The snow picked up almost immediately, and it didn't slack. We were on the top of a mountain in a blizzard. "Where the fuck is our view now?" asked sunglasses. We lost the trail very easily, and when the storm passed we were faced with a wall of loose shale as the final seventh level of hell. We climbed slowly and carefully, sometimes painfully, watching the storm move past us and across the mountains, revealing the wilderness below us and the smallness of ourselves. When we got to the top and looked down at the sheerness of the slope we'd just climbed we were proud and satisfied with ourselves, and as we drank from my flask, we looked on derision at those who had taken the tram up. Poor fools, in awe of something they know nothing of, the way I imagined a hunter would look in awe at the once-ferocious rug he had risked his life to display. In short, this mountain was our bitch.

More to come? We shall see.



Saturday, June 18, 2005 -- 5:11 PM

I went to a kegger last night at the house of someone I work with. It has been said of his family that, "At the Vanderveens, it is encouraged to drink," and that's what we did alright. It was kind of surreal; actually it was surreal in a big way, because everyone seemed to know me. Vanderveen's mom and sister, one of his cousins, the brother of another guy I used to work with. "Hey, you're Dave Dyck." "Dave Dyck, right?" "You must be Dave Dyck." It was explained to me later that it was the hair. My long hair is legend, and also distinct, although it is kind of starting to get annoying.

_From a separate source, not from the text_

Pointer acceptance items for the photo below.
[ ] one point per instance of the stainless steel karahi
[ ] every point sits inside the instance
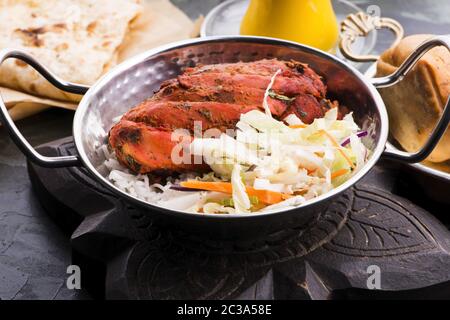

Wednesday, June 01, 2005 -- 6:15 PM

My heart beat like the rain on the ambulance windshield, and almost in time with the wipers. The night outside was as cold as my gut, but it was warm in here. Too damn warm. In the back lay what I thought by now must be a corpse. If not now, then soon.
Clear! ... and the machines took over where medicines failed. Clear! ... Again.

I think we lost it.

The anxiety emptied from the atmosphere like all of the water that was raining down was emptying into the sewers, and we all breathed a sigh of dissapointement, like a lone headlight flasing in between raindrops.

But then.

But then it.

But then it happened.

We have a pulse.

Ladies and gentlemen, I present to you the new and slightly improved Word for Word.